Opini
Trending

Muhammadiyah dan Tambang Berkeadilan?

...Mampukah tambang Muhammadiyah menegakkan prinsip-prinsip tersebut? Saya yakin tidak. Sebab, masalahnya sangat kompleks. Industri tambang adalah bagian dari moda industri kapitalisme. Hanya dengan ideologi kapitalisme sajalah bisnis tambang menjanjikan untung besar.

Konteks

Keputusan untuk Muhammadiyah menerima tambang itu sudah bulat. Clue dilepas bertahap supaya gelombang kritik tidak meledak. Sampai titik tertentu, ini bukan lagi soal IUP tambang. Muhammadiyah sudah kaya tanpa tambang. Ini soal hubungan politik Muhammadiyah dan rezim yang lama terputus dan ingin disegarkan lagi (karena jelas menguntungkan).

Agen-agen intelektual-politik di tubuh Muhammadiyah, yang sudah mufakat dengan rezim, telah lama melakukan persiapan, seperti komunikasi balik layar, pengarusutamaan wacana, bahkan hingga stigmatisasi dan tekanan terhadap pihak-pihak yang keras menentang (kerja-kerja itu tentu saja didukung dana gelap, mari jangan berlagak pilon) Keriuhan yang kita lihat ini cuma kulitnya.

Dengan demikian, sesungguhnya, optimisme murah para pro tambang bahwa Muhammadiyah pasti mampu mengelola tambang yang ramah lingkungan dan mesti menjadi teladan bagi bangsa dalam tambang menjadi tidak relevan untuk dikaji, termasuk narasi bahwa SDA harus diolah oleh umat Islam. Semua itu cuma batu loncatan, bukan inti masalahnya.

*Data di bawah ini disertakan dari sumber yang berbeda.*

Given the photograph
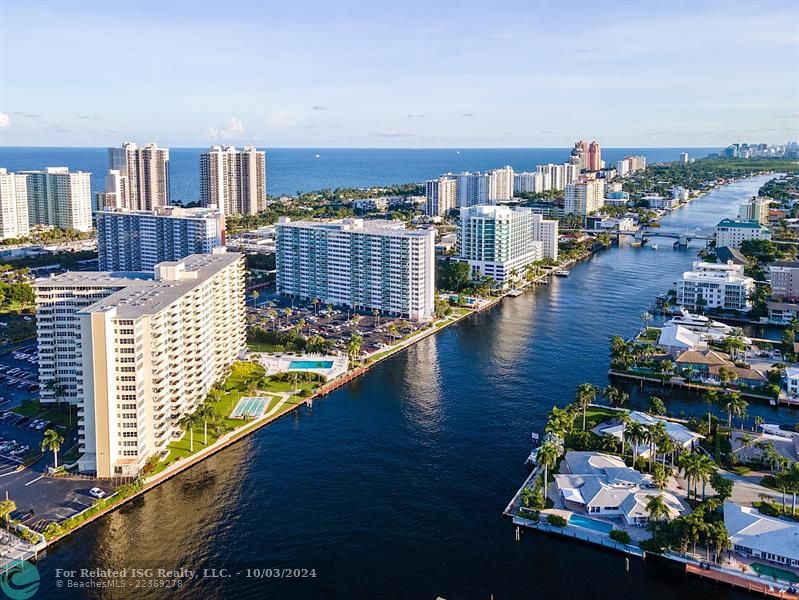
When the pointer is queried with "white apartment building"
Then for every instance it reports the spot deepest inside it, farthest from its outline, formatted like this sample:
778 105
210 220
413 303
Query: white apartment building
142 181
527 182
59 197
584 196
755 209
714 285
441 195
137 351
497 242
364 264
472 189
500 184
116 194
784 279
630 164
546 232
734 233
234 180
139 240
13 206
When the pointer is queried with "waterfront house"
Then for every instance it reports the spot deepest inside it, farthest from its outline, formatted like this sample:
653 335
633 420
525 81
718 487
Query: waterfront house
750 447
677 432
676 339
743 376
603 485
701 361
725 255
755 535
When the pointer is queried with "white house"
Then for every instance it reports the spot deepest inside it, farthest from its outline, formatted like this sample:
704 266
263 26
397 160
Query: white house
755 535
676 339
601 484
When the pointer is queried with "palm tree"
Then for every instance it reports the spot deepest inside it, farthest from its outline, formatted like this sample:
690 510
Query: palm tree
636 433
660 476
52 440
657 508
586 394
188 422
354 347
711 398
734 404
206 412
547 456
6 508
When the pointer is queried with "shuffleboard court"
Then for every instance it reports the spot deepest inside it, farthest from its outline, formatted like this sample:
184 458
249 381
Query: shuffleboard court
249 407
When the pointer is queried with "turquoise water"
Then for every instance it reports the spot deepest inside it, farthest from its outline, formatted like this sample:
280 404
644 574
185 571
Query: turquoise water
310 364
586 523
289 170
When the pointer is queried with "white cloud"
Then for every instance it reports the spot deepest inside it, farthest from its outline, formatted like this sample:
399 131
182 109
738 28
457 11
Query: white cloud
232 130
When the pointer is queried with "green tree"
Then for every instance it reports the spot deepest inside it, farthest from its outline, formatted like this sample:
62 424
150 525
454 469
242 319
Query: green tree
586 394
52 440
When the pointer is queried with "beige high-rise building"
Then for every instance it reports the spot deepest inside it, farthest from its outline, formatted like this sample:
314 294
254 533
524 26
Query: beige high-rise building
234 180
13 206
135 353
60 198
500 184
441 195
584 196
141 181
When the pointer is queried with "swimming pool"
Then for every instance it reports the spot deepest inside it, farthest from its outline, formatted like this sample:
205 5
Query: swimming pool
593 524
311 364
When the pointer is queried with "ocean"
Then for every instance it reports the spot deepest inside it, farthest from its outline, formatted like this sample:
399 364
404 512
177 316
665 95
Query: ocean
289 170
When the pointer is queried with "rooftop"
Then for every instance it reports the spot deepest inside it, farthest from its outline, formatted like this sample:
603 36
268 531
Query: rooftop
740 224
144 293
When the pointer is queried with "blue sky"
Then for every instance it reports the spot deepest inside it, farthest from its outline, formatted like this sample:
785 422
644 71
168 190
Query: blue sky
399 74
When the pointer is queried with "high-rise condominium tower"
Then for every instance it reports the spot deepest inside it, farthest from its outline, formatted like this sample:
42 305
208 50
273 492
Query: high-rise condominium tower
234 180
59 198
138 178
13 206
138 351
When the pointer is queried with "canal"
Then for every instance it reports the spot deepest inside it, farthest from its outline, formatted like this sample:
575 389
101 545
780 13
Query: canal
393 487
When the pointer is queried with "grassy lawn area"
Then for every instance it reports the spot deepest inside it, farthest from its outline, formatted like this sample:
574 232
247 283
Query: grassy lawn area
246 379
50 412
264 347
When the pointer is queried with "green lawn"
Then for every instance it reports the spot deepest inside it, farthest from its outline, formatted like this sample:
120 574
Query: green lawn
775 572
53 413
237 385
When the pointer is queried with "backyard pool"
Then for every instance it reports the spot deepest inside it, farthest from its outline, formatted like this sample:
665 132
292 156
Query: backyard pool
310 364
593 524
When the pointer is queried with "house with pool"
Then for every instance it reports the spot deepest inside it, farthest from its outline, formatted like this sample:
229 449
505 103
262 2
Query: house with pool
754 535
329 366
602 485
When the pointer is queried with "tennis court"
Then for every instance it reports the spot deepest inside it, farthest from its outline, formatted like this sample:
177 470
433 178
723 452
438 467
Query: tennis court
250 407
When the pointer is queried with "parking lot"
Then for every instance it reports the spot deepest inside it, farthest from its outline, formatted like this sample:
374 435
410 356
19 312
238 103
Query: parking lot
335 324
19 374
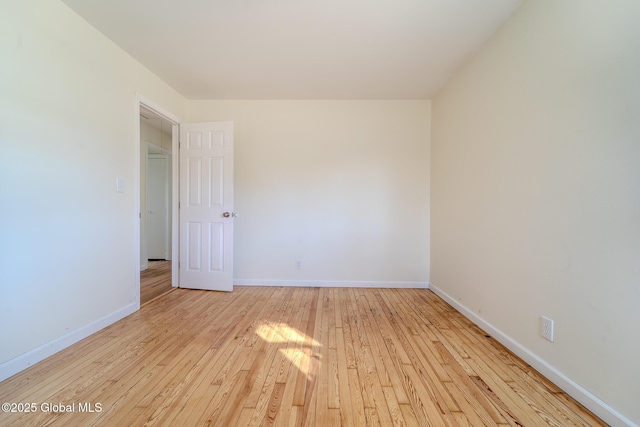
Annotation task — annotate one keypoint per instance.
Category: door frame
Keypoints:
(166, 155)
(146, 103)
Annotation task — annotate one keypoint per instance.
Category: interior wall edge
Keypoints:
(575, 390)
(330, 284)
(38, 354)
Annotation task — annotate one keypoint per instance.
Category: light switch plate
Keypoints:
(119, 185)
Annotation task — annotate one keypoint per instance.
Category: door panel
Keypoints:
(206, 193)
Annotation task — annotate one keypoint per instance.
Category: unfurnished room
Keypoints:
(306, 213)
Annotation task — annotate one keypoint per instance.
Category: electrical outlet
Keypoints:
(546, 328)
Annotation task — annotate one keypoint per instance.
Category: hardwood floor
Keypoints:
(291, 357)
(155, 280)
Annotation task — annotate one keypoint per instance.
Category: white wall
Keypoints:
(342, 186)
(67, 130)
(536, 191)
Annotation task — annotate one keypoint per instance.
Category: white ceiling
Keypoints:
(299, 49)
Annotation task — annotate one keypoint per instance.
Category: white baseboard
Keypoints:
(22, 362)
(582, 395)
(330, 284)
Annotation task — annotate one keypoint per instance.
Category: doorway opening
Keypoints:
(157, 181)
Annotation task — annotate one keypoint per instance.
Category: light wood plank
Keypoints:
(292, 357)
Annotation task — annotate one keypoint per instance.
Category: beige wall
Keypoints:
(160, 138)
(68, 123)
(342, 186)
(536, 190)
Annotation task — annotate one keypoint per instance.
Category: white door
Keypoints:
(206, 206)
(157, 207)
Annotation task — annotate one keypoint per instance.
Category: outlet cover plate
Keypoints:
(546, 328)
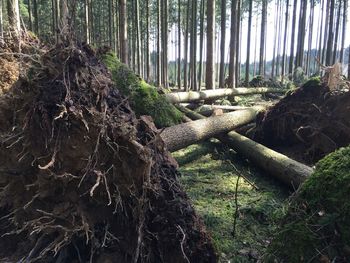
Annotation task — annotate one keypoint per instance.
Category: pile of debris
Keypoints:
(308, 123)
(82, 179)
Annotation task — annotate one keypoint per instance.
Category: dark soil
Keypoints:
(82, 179)
(307, 124)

Kendati demikian, mari tetap melawan optimisme murah itu. Setidaknya, yang bisa kita lakukan adalah menjaga warga Muhammadiyah tetap waras, agar nanti ketika tambang Muhammadiyah menyakiti kemanusiaan dan kelestarian lingkungan, warga Muhammadiyah tahu harus mendukung siapa.

Sunnah Lingkungan Berskala Komunitas

Muhammadiyah itu peneladan dan penerus sunnah. Apa yang disebut sunnah bukan hanya tentang bentuk perilaku, melainkan kegigihan yang ditunjukkan oleh Nabi (dalam mengejawantahkan kehendak Allah dan al-Qur’an) dan para sahabat (dalam mengamalkan ajaran Islam dan teladan Nabi).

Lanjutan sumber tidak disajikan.